Decora Lux Aeternitatis
DECORA LUX AETERNITATIS
An office hymn, sections of which were formerly sung on various feasts in honor of SS. Peter and Paul, the divisions beginning with Beate pastor Petre and Egregie doctor Paule. It is made up of 6 four-line stanzas (iambic trimeter) without regular rhyme. The present text arose from a 17th-century revision of the hymn Aurea luce et decore roseo (Analecta hymnica [Leipzig 1886–1922] 51:216), which was earlier attributed incorrectly to a certain Elpis (wife?) but which is in fact a Carolingian poem. This hymn originally had 5 five-line stanzas, but since the period from 1568 to 1629 it has been arranged as 5 four-line stanzas plus doxology. The second stanza of Decora lux names the Apostles Romae parentes, using an idea employed by Leo I (in Sermon 82). The fourth stanza comprises the brief hymn Egregie doctor Paule used on feasts of St. Paul. The fifth stanza is borrowed from another Carolingian hymn, Felix per omnes (ascribed to Paulinus of Aquileia), which in 1629 completely replaced the original fifth stanza of the Aurea.

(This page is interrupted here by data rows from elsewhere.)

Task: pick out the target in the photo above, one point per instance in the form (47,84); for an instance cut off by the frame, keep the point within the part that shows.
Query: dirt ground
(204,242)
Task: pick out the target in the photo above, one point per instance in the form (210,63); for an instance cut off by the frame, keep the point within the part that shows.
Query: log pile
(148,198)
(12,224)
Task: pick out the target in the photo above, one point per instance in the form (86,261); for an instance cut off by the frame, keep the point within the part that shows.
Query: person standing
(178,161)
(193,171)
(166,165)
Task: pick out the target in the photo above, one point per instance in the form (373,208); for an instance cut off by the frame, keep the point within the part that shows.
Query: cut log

Bibliography: j. connelly, Hymns of the Roman Liturgy (Westminster, MD 1957) 168–170. j. szÖvÉrffy, Die Annalen der lateinischen Hymnendichtung (Berlin 1964–65) 1:122–124. h. lausberg, Lexikon für Theologie und Kirche, ed. j. hofer and k. rahner (Freiburg 1957–65) 3:186. p. paris, Dictionnaire pratique des connaissances religieuses, ed. j. brioout, 6 v. (Paris 1925–28) 3:836–838, esp. 836.